O valor mínimo do benefício é de R$ 600. Com os adicionais previstos no programa, o valor médio pago às famílias sobe para R$ 690,01. De acordo com o Ministério do Desenvolvimento e Assistência Social, Família e Combate à Fome, o programa alcança neste mês 18,84 milhões de famílias, com investimento total de R$ 13 bilhões.
Adicionais do Bolsa Família
Além do benefício mínimo, o programa prevê pagamentos extras para públicos específicos:
- Benefício Variável Familiar Nutriz: seis parcelas de R$ 50 para mães de bebês de até seis meses;
- R$ 50 adicionais para gestantes e nutrizes;
- R$ 150 adicionais por criança de até 6 anos;
- R$ 50 adicionais por filho entre 7 e 18 anos.
No modelo tradicional, os pagamentos ocorrem nos últimos dez dias úteis de cada mês. Os beneficiários podem consultar datas, valores e composição das parcelas pelo aplicativo Caixa Tem.
Pagamento unificado em municípios afetados
Na última quinta-feira (12), moradores de 171 cidades de oito estados receberam o benefício de forma unificada, independentemente do número final do NIS.

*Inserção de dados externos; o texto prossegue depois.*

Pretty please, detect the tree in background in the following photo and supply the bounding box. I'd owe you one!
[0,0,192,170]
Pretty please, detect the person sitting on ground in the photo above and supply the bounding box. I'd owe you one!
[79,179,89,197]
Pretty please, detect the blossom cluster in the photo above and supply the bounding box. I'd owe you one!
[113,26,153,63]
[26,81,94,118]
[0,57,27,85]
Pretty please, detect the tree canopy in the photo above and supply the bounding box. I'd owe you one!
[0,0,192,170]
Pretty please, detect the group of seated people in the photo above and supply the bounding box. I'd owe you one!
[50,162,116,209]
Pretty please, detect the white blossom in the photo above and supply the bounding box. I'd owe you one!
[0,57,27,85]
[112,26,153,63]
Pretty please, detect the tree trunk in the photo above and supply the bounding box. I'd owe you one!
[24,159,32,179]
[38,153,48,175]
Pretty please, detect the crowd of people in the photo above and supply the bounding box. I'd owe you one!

A medida contemplou 122 municípios do Rio Grande do Norte afetados pela seca, além de cidades na Bahia (14), Paraná (12), Sergipe (11), Roraima (6), Amazonas (3), Piauí (2) e Santa Catarina (1).
As localidades enfrentam situações de estiagem, excesso de chuvas ou possuem povos indígenas em condição de vulnerabilidade. A lista completa está disponível no site do ministério.

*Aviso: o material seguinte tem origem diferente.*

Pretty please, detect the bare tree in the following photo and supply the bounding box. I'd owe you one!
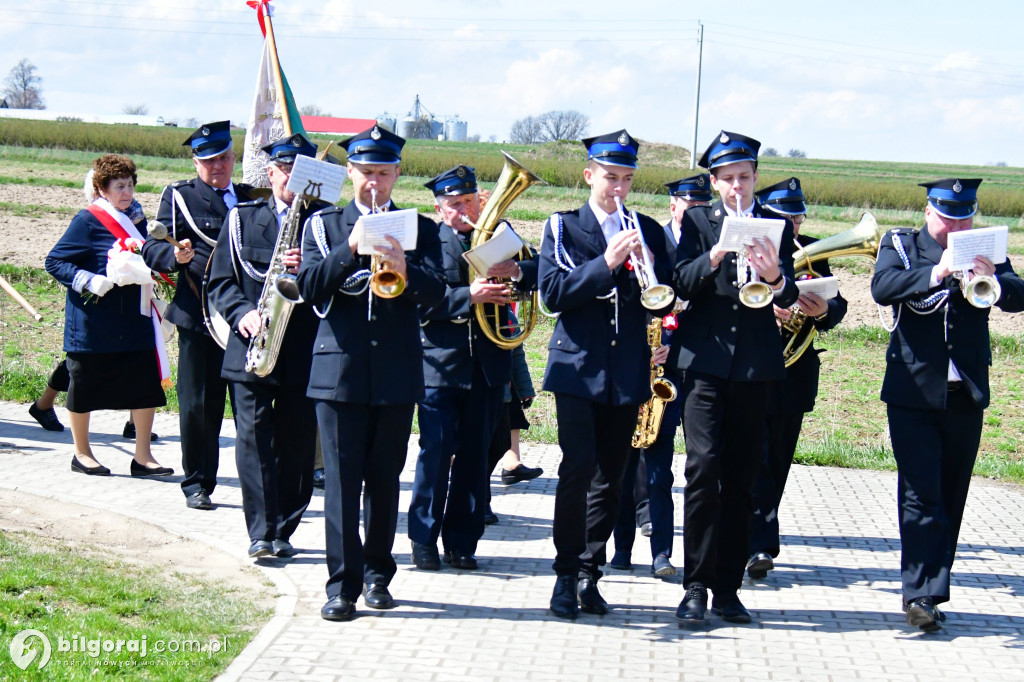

Desde 2024, os beneficiários do Bolsa Família deixaram de ter desconto do Seguro Defeso. A mudança foi estabelecida pela Lei 14.601/2023, que restabeleceu o programa.

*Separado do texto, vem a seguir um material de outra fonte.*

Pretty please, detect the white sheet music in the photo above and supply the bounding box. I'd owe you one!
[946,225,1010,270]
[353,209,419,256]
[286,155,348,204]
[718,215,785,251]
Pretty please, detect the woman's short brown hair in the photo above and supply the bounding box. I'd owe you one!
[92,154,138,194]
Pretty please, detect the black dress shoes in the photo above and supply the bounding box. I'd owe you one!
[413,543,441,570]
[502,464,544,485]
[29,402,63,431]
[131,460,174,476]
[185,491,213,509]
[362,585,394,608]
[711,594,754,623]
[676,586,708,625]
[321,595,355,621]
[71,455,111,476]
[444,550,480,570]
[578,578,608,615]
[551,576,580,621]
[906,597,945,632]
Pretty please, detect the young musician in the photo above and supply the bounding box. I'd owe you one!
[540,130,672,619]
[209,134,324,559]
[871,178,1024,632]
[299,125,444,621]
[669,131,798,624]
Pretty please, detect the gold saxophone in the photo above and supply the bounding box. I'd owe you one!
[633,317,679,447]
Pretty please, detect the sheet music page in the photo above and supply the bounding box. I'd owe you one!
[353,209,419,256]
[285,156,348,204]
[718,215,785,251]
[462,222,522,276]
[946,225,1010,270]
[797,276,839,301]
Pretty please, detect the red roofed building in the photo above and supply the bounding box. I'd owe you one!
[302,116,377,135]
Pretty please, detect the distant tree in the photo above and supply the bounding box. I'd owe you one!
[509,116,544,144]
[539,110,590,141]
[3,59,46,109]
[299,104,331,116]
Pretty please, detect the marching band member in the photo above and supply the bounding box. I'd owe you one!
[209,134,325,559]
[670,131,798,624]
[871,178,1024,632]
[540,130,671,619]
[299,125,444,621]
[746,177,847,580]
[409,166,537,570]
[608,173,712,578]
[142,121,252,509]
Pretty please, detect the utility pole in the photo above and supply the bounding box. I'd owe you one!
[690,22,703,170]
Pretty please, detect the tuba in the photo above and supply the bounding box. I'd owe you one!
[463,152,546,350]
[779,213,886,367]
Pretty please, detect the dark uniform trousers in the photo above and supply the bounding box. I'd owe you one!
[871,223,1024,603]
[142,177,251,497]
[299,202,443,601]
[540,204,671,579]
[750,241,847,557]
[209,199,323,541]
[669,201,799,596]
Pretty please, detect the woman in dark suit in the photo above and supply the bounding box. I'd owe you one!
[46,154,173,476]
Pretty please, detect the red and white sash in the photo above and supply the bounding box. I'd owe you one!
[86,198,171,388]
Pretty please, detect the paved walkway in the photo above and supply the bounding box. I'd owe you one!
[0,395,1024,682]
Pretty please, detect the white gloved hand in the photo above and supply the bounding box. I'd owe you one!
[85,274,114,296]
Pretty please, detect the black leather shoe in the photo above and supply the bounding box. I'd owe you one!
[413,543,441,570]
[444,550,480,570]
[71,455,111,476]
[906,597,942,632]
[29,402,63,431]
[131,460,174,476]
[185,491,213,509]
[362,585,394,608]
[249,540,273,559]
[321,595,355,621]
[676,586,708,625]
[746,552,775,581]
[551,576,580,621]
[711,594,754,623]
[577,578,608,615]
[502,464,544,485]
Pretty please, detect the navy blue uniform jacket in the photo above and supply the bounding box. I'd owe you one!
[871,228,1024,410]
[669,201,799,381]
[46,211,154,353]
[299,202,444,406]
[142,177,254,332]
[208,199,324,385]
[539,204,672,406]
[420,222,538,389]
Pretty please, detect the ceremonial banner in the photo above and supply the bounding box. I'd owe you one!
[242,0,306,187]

O Seguro Defeso é destinado a pescadores artesanais que ficam impedidos de exercer a atividade durante o período da piracema.
Regra de proteção
Em fevereiro, cerca de 2,51 milhões de famílias estão enquadradas na chamada regra de proteção. O mecanismo permite que famílias que aumentem a renda continuem recebendo 50% do valor do benefício por até dois anos, desde que cada integrante tenha renda mensal de até meio salário mínimo.
Em 2025, o prazo foi reduzido de dois para um ano para quem ingressou na regra a partir de junho. Famílias incluídas até maio de 2025 permanecem com o direito ao recebimento por dois anos.